A SHORT while ago I read an article about the last hangings in Britain.

At 8am sharp on August 13, 1964, Peter Allen and Gwynne Evans were hanged simultaneously in separate jails – Allen in Liverpool’s Walton prison and Evans in Manchester’s Strangeways.

The two men had battered to death a friend of Evans who had refused to give them cash – to pay overdue rent and a £10 fine owed by each for a previous crime. Justice was swift. Conviction, a fruitless appeal and execution came within just over four months of the murder.

Still alive today, the widow of one of the hangmen was asked if her husband’s job had ever weighed heavily upon him. “No, no, no,” she assured her interviewer. “He believed in it – that if they’d murdered somebody that was it. I agreed with him. I still do.”

Now I read that a Bangladeshi, convicted in his own country of a double murder, for which he was sentenced to life but released after seven years, is to be allowed into this country, to join his wife and three children.

That’s thanks to the European Convention on Human Rights, which protects an individual’s “right to private and family life”.

I abhor the death penalty. But it’s impossible not to wonder if its abolition here, finally achieved in 1969, would have enjoyed any support had it been foreseen that, four decades or so down the line, today’s successor to the Home Secretary who refused the appeal of the last two murderers hanged in Britain would be issuing a visa enabling a double murderer to settle here.

“AN affront to democracy.” You really can’t improve on the Electoral Reform Society’s description of the appointment of a further 22 life peers to the House of Lords. The ranks of these unelected individuals now total 850 – 200 more than the number of MPs.

The new intake includes Bosnianborn Arminka Helic, head of recentlyresigned Foreign Secretary William Hague’s office, who came to Britain in the 1990s. No doubt Ms Helic possesses all the right qualities to be given a say in Parliament, but I’m sure that among Mr Hague’s constituents there are many wise folk bred and raised in, let’s say, Swaledale or Wensleydale, who could out-match her.

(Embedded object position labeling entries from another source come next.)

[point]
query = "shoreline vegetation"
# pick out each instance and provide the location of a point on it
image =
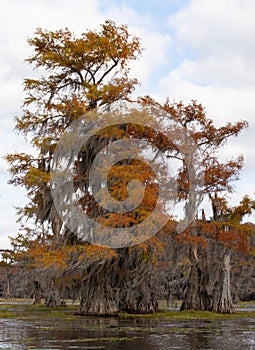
(24, 308)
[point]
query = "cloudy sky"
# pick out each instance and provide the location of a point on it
(194, 49)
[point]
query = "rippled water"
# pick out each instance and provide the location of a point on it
(49, 332)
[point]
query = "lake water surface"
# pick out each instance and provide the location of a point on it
(70, 332)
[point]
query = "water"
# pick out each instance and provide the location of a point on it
(70, 332)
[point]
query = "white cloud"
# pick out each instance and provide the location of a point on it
(19, 20)
(214, 41)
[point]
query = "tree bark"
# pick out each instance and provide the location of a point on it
(222, 300)
(197, 294)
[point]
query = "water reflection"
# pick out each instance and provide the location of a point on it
(112, 334)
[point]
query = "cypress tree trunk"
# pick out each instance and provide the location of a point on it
(222, 300)
(197, 295)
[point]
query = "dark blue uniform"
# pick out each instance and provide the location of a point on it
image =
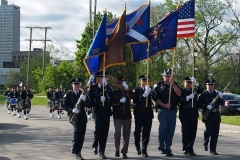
(188, 115)
(143, 118)
(101, 115)
(212, 123)
(70, 100)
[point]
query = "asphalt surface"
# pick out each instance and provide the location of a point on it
(44, 138)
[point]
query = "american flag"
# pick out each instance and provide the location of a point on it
(186, 20)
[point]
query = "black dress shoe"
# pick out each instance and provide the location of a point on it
(79, 156)
(117, 154)
(205, 148)
(102, 156)
(139, 152)
(162, 151)
(185, 152)
(145, 155)
(73, 151)
(169, 154)
(125, 155)
(213, 153)
(95, 151)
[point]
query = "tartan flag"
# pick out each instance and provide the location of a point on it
(186, 20)
(115, 49)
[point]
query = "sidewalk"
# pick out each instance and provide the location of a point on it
(224, 128)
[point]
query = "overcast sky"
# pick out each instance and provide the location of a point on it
(66, 17)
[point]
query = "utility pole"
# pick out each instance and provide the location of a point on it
(94, 20)
(29, 53)
(43, 65)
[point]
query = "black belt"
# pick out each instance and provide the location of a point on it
(214, 110)
(171, 108)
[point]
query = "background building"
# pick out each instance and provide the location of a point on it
(9, 32)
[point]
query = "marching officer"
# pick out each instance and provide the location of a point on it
(188, 114)
(79, 128)
(122, 116)
(167, 109)
(212, 122)
(26, 95)
(51, 97)
(143, 114)
(13, 95)
(6, 95)
(58, 102)
(19, 110)
(101, 112)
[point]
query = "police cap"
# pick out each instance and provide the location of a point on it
(188, 79)
(75, 81)
(210, 82)
(144, 77)
(100, 74)
(167, 72)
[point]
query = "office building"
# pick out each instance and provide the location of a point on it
(9, 31)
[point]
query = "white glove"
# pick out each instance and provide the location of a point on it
(193, 80)
(209, 107)
(191, 96)
(75, 110)
(220, 94)
(104, 81)
(125, 85)
(147, 88)
(83, 97)
(103, 99)
(123, 100)
(145, 94)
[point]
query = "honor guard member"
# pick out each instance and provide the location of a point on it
(167, 111)
(26, 95)
(51, 97)
(62, 90)
(188, 114)
(79, 128)
(212, 123)
(13, 95)
(6, 95)
(101, 112)
(143, 114)
(122, 116)
(19, 110)
(58, 100)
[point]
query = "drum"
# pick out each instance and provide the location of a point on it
(13, 102)
(19, 105)
(60, 105)
(7, 102)
(27, 105)
(52, 106)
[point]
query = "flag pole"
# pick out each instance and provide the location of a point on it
(193, 67)
(170, 88)
(147, 71)
(124, 74)
(104, 63)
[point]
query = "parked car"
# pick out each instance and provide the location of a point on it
(232, 104)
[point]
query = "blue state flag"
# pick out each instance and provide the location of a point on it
(137, 25)
(97, 48)
(163, 37)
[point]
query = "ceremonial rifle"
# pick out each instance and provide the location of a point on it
(206, 113)
(78, 104)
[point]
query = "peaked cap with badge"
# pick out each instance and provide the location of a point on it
(75, 81)
(210, 82)
(144, 77)
(167, 72)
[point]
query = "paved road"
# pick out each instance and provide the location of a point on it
(45, 138)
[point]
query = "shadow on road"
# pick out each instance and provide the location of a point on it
(8, 126)
(4, 158)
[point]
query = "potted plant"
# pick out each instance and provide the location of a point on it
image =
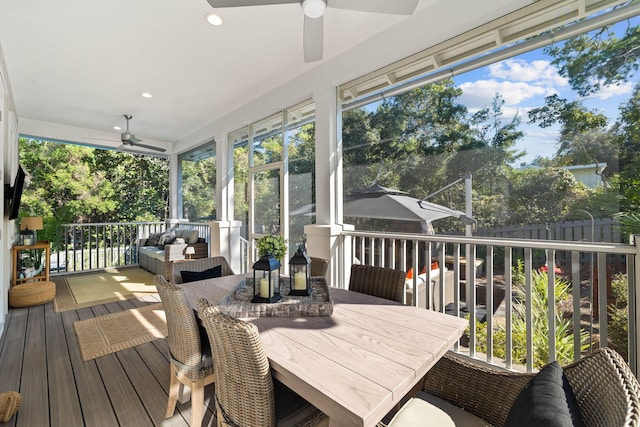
(272, 244)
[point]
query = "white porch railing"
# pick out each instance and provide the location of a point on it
(85, 247)
(513, 336)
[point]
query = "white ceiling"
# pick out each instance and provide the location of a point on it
(84, 63)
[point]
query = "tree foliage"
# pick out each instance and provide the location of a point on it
(76, 184)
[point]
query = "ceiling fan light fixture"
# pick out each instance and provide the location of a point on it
(313, 8)
(213, 19)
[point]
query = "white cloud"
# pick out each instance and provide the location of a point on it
(479, 94)
(539, 72)
(625, 88)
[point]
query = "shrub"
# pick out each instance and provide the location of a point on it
(272, 244)
(540, 323)
(619, 315)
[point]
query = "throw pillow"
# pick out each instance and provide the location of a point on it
(193, 276)
(547, 400)
(166, 239)
(190, 236)
(153, 239)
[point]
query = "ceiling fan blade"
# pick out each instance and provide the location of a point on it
(313, 39)
(132, 139)
(235, 3)
(101, 139)
(148, 147)
(395, 7)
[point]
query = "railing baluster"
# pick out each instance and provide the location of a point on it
(508, 279)
(577, 327)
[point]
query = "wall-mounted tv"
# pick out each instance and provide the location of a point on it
(13, 194)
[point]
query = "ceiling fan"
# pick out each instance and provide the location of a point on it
(314, 9)
(130, 139)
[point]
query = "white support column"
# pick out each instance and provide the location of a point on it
(224, 187)
(324, 241)
(225, 241)
(174, 186)
(323, 238)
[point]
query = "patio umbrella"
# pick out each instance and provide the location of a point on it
(386, 203)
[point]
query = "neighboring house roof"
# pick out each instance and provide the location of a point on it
(590, 175)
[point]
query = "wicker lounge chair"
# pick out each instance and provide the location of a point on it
(246, 394)
(378, 281)
(191, 362)
(606, 390)
(199, 265)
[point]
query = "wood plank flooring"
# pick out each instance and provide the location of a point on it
(40, 358)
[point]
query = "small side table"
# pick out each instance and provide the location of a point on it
(44, 274)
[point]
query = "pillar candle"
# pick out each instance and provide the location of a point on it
(299, 281)
(264, 288)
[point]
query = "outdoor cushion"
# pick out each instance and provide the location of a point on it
(546, 400)
(427, 409)
(153, 239)
(153, 252)
(166, 239)
(190, 236)
(193, 276)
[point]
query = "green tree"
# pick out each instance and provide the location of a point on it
(582, 131)
(601, 58)
(198, 189)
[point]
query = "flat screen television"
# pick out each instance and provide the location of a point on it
(13, 194)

AN addendum to my recent column on the Esk Valley Railway. BR’s worst blow, cementing the damage done by the useless timetable, was to remove all but a small section of double track. This now makes it difficult to improve services. The folly was greatest at Whitby, where work has had to be done – money spent – to accommodate trains of the North Yorkshire Moors Railway. They could have visited no problem had not a track and platform been made redundant.

CREDITED with the “lights-going-outall- over-Europe” remark at the start of the First World War, Foreign Secretary Sir Edward Grey always said he couldn’t remember saying it. It’s surprising no one has tracked down when the remark was first attributed to Grey.

I suppose there was a risk poking about might undermine the perfect lead-in to “remembrance”.